Electronics in Advanced Research Industries – Industry 4.0 to Industry 5.0 Advances: IEEE Press
Autor A Massaroen Limba Engleză Hardback – 28 oct 2021
In Electronics in Advanced Research Industries: Industry 4.0 to Industry 5.0 Advances, accomplished electronics researcher and engineer Alessandro Massaro delivers a comprehensive exploration of the latest ways in which people have achieved machine control, including automated vision technologies, advanced electronic and micro-nano sensors, advanced robotics, and more.

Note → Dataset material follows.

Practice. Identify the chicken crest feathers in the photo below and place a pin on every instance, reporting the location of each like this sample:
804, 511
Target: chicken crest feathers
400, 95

The book is composed of nine chapters, each containing examples and diagrams designed to assist the reader in applying the concepts discussed within to common issues and problems in the real-world. Combining electronics and mechatronics to show how they can each be implemented in production line systems, the book presents insightful new ways to use artificial intelligence in production line machines. The author explains how facilities can upgrade their systems to an Industry 5.0 environment.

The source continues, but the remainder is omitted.